The European Union is on track to begin including
biometric identifiers in the passports issued by its member nations
.
By 2008 the biometric data is also expected to include
fingerprints, although EU officials are debating whether
fingerprint data should be made obligatory.
The European Parliament has approved a report issued by the
European Commission which calls for the regulation of standards for
security features and biometrics in EU passports.
The Coelho report is the basis for the regulation, which seeks
to make the use of a facial image in passports obligatory.
It allows the member states to choose whether or not to
introduce biometric fingerprints.
The report was adopted after 471 MEPs voted for it, according to
Danny De Paepe, spokesman for the European Parliament's Civil
Liberties, Justice and Home Affairs Committee on Commission
proposals. Only 118 MEPs voted against and six abstained.
The Council of Ministers, though, is trying to make fingerprints
in passports obligatory.
The legislation is expected to reach an EU committee in January,
where members will have about two months to hammer out the details
of its implementation.
Once the committee completes its work, member states will be
given 18 months before they must begin using facial images in
passports, and 36 months until biometric fingerprints come into
play.
Member states will be able to use a digitised version of a
facial image or a biometric facial scan consisting of 1,840 plot
points on a person's face. That technology is more expensive and
labour-intensive to obtain, but contains more information.
Because it is a regulation, and not a directive, the law would
not affect the UK and Ireland, although the UK government has
already decided to require biometric facial identifiers in
passports issued from in 2005.
One of the major drivers of the regulation is the US biometric
authentication requirement in its Enhanced Border Security and Visa
Entry Reform Act of 2002.
This requires the 27 nations currently participating in the US
Visa Waiver Program to issue new passports with biometric features
that support facial recognition by October 2005.
The UK government expects the US to push back the 2005 deadline
as additional time is needed, in part, to make sure data protection
requirements are considered.
"The US government has been pressing hard on this, although it
has no intention of requiring biometrics in the passports of its
own citizens," said Tony Bunyan, of UK-based European civil
liberties group Statewatch.
De Paepe agreed that while pressure from the US was a factor,
the primary reason behind the regulation is concern for the
security of citizens living in the EU member states.

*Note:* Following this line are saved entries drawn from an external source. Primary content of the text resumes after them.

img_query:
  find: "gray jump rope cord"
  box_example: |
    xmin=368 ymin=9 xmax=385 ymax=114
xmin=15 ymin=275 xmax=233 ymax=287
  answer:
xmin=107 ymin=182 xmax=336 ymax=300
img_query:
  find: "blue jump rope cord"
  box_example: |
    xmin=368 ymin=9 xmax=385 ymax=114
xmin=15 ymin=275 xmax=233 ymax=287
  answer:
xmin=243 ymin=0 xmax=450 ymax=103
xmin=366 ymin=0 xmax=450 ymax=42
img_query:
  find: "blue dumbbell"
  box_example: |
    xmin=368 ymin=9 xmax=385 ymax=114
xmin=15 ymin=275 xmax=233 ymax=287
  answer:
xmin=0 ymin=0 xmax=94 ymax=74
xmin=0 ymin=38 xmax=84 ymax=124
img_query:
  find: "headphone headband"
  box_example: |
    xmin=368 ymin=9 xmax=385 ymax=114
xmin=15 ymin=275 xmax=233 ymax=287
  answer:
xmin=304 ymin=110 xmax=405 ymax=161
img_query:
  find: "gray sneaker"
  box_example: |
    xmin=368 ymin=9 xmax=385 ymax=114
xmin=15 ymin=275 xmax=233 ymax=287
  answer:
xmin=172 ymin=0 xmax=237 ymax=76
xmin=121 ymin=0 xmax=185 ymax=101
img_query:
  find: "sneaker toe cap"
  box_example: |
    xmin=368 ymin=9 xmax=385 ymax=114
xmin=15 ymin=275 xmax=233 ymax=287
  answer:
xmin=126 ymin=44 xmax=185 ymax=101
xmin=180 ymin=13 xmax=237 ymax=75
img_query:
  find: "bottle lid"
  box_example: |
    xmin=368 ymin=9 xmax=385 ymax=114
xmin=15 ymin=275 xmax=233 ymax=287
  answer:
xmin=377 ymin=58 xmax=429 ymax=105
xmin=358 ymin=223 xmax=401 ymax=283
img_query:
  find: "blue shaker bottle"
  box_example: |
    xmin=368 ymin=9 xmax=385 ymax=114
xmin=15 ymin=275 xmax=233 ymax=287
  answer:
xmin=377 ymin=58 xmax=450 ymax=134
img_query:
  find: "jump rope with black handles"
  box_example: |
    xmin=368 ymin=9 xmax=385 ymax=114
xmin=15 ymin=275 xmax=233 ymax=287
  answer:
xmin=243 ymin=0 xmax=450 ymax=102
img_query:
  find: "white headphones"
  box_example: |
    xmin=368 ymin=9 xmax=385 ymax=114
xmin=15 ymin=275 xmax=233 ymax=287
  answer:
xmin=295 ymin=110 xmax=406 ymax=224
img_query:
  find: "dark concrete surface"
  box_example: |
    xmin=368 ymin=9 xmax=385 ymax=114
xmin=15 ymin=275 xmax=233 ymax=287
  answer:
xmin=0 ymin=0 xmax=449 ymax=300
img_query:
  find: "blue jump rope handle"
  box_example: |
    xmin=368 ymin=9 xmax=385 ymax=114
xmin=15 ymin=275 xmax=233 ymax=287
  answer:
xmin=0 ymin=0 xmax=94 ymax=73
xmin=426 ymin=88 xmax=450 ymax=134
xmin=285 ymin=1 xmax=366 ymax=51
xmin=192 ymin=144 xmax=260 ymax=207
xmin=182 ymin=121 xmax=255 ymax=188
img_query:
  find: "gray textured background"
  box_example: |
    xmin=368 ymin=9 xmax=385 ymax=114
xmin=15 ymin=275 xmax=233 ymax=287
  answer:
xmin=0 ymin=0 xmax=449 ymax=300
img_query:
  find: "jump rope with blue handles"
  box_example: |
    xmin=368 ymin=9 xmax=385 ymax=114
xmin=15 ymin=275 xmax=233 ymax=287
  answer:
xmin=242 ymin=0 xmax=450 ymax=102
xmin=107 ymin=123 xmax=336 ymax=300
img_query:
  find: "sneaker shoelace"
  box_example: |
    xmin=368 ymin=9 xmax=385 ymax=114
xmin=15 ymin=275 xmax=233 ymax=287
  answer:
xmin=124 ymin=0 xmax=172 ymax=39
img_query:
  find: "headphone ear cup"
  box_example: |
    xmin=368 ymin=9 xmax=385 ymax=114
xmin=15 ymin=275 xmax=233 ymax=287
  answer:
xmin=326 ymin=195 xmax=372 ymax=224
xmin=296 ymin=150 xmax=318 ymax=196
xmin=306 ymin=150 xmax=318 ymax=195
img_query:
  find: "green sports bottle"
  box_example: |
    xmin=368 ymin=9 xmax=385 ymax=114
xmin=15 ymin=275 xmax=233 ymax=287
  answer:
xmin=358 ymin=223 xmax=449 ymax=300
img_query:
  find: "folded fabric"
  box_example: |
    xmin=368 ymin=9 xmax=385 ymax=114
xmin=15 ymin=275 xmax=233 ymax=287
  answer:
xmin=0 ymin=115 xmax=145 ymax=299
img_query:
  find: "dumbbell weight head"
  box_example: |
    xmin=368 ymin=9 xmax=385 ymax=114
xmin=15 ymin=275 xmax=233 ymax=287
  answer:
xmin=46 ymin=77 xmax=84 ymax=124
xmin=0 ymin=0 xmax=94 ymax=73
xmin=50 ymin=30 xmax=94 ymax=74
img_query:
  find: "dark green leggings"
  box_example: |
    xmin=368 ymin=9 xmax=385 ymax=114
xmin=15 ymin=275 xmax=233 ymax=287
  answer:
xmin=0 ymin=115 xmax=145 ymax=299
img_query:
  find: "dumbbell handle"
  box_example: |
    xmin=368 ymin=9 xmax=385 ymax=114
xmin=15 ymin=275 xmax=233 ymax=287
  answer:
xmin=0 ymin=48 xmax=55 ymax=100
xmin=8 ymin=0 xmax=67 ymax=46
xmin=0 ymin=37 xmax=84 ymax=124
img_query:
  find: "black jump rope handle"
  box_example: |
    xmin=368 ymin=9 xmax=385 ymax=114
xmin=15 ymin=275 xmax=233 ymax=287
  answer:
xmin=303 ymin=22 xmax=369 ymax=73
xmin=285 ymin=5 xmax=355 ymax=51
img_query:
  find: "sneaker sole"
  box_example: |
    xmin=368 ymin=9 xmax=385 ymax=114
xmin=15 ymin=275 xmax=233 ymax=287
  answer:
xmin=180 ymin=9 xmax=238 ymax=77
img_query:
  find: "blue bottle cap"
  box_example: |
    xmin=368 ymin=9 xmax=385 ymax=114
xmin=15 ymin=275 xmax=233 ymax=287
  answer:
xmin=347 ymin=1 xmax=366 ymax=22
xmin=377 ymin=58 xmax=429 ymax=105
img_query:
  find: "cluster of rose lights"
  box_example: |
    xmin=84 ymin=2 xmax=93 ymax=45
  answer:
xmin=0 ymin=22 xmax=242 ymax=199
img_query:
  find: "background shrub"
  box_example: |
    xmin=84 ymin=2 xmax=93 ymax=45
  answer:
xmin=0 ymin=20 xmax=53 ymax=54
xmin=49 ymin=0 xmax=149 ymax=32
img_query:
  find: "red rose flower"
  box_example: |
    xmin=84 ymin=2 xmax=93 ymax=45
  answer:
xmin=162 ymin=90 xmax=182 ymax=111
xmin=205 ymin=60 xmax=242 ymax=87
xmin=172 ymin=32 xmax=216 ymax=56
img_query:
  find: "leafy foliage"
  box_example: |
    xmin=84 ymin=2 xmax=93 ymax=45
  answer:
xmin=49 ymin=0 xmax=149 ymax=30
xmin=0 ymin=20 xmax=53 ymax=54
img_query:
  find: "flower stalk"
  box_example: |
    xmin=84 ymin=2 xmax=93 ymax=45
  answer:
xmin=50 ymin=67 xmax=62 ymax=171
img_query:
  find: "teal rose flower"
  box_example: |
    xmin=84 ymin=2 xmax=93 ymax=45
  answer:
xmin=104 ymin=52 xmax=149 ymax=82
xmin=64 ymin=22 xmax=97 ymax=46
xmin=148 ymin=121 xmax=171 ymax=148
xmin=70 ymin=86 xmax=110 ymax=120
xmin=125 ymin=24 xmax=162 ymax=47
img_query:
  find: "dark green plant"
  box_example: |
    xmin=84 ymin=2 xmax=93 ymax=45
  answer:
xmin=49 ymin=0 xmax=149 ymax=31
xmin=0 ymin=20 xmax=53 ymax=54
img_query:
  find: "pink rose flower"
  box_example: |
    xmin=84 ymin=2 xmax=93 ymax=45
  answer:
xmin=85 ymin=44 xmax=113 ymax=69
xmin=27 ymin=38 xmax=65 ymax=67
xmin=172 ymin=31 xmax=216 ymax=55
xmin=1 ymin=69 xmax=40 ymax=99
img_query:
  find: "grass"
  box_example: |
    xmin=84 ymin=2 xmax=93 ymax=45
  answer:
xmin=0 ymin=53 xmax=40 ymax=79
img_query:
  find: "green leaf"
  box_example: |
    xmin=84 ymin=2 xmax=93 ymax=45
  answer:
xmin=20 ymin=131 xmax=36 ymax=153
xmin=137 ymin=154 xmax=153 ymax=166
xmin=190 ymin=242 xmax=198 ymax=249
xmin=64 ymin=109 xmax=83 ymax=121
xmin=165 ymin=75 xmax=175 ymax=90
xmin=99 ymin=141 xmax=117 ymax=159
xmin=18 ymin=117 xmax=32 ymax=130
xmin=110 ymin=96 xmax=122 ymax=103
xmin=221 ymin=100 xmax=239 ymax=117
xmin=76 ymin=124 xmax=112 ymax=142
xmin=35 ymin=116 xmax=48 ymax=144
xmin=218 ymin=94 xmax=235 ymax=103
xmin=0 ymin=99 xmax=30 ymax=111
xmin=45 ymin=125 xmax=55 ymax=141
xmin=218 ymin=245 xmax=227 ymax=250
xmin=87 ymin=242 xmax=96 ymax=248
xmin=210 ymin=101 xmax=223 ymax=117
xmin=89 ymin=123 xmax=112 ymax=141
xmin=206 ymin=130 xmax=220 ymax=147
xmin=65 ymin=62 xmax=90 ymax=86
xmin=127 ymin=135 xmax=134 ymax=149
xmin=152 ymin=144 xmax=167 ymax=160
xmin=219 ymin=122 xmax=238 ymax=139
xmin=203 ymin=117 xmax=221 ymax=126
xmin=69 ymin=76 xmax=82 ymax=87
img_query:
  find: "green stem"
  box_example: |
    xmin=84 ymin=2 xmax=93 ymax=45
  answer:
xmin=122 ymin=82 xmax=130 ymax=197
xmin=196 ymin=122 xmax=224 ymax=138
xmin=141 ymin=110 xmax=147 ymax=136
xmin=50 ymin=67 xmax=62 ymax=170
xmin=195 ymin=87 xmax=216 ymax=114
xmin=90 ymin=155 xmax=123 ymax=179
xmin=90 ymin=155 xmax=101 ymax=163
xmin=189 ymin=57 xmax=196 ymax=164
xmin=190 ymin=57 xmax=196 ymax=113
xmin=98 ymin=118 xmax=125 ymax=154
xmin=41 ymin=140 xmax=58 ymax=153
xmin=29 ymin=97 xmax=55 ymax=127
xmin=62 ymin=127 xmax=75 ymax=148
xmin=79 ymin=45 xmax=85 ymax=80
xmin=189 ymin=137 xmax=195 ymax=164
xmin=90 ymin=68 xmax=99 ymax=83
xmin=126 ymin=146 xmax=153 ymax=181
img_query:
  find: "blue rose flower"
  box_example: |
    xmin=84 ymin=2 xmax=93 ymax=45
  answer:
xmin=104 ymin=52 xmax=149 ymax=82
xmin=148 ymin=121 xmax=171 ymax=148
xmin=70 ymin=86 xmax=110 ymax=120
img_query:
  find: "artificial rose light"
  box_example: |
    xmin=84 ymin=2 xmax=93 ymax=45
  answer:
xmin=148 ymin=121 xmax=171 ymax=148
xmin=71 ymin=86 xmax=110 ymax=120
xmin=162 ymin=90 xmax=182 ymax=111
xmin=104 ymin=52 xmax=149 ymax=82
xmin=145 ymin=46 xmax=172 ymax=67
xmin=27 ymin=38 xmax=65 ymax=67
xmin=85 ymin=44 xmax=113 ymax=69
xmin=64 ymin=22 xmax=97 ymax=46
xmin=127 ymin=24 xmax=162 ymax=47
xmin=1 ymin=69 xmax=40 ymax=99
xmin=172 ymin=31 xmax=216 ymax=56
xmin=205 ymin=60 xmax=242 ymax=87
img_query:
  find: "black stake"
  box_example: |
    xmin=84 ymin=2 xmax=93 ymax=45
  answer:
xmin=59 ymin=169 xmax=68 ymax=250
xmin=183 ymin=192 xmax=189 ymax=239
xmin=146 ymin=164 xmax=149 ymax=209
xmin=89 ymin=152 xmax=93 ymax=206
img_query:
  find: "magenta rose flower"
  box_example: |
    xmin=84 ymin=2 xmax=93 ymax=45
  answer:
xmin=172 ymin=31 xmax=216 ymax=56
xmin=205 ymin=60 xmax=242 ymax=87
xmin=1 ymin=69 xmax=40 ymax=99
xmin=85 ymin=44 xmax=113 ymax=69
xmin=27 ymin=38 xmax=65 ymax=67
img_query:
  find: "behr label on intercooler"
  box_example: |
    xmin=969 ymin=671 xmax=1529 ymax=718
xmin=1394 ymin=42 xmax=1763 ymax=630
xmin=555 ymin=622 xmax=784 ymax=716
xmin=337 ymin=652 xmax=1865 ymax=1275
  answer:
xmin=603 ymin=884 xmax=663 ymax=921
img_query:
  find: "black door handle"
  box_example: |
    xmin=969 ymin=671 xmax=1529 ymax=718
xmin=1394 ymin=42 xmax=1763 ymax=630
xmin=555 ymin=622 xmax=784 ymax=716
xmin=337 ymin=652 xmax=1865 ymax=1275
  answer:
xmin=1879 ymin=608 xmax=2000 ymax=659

The European Commission already produced draft regulations to
introduce, by 2005, biometric data on visas and resident permits
for non-EU nationals.
That information would be stored on national and EU databases
that will be accessible through the Visa Information System held
on the Schengen Information System.
The European Parliament is opposed to establishing a central
database of EU passports and travel documents containing all EU
passport holders' biometric and other data.